I had some extra time in the evening after the business meeting, so I took a taxi to the Daughters of American Revolution Genealogy Library.
I spent a couple hours in the library, but didn”t find a thing about the Odaffer family. “What a waste of time,” I thought, and prepared to leave. As usual, I glanced at the books on the shelves as I was walking down the aisle to leave the Library. For some reason- I have no idea why- I saw a book entitled “German Mercenary Soldiers who Fought for the British in the Revolutionary War” and picked it up!
As I was thumbing through the book, I was thrilled and excited to see what I later came to call “the first missing link.” It read as follows.
ODOERFER, Wolfgang, private A/5 Deserted 12 October 1782. According to Stadtarchiv Ansbach Am 1041, “he had spent all of his estate and, therefore, had to enter military service. He has a wife, a 15 year old son, and a 12 year old daughter who are in very straitened circumstances.”

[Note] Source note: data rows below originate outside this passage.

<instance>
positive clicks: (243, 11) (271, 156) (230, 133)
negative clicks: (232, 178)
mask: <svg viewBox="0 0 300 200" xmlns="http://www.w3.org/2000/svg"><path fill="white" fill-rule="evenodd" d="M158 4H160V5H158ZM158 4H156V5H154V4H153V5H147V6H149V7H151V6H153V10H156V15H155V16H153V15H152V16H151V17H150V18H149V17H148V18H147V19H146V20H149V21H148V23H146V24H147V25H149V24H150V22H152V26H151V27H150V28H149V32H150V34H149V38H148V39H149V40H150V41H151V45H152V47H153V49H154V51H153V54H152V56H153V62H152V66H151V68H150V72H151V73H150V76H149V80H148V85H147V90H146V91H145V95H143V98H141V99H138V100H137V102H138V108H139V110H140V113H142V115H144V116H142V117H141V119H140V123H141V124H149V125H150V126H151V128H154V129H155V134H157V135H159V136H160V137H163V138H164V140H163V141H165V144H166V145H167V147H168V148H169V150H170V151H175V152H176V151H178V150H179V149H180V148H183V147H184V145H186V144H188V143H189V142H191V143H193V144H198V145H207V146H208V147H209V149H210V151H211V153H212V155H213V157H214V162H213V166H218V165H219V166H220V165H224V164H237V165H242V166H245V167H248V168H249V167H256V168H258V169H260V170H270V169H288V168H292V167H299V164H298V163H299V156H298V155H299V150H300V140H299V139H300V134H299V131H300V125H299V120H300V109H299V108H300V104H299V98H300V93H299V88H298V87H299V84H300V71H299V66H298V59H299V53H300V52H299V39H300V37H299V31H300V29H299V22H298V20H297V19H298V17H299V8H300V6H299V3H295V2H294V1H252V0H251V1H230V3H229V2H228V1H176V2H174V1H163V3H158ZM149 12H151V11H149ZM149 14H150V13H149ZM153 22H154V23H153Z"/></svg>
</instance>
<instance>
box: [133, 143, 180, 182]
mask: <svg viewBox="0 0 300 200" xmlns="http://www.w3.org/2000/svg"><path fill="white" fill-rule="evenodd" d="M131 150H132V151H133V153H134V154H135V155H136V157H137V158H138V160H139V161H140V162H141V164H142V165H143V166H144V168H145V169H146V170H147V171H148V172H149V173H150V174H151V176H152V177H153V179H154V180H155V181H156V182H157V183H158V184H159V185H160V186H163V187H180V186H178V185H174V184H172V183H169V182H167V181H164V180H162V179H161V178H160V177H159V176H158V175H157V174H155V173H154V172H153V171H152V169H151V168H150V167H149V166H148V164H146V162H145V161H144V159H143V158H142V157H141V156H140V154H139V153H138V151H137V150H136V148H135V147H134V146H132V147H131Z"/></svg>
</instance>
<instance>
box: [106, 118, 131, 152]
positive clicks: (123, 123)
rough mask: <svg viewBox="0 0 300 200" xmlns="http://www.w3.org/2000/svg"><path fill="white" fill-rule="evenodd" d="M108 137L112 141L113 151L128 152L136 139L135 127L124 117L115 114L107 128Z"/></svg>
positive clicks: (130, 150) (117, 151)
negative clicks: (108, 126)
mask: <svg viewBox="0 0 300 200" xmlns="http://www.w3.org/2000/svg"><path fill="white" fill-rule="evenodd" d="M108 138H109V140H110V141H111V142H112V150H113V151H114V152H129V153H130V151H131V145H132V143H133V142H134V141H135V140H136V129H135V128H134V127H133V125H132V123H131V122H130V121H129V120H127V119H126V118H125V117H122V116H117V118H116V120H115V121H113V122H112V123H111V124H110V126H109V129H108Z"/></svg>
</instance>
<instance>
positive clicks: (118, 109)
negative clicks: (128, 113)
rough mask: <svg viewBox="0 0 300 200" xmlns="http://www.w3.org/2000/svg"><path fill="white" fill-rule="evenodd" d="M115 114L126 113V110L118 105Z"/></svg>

Why Was This Such a Big Discovery?
I had earier traced our family back to John Odoerfer, whose name I found spelled that way in the Library of Congress records for Clear Spring and Concocheaque, Maryland, and knew that this was a real find!
It almost seemed that the finding of this link was a result of Divine Guidance, given how easy it would have been not to encounter and look at that particular book, but it was the beginning of a truly exciting genealogical adventure which has taken me to places I never thought I’d go, to find out more about the history of this very interesting family.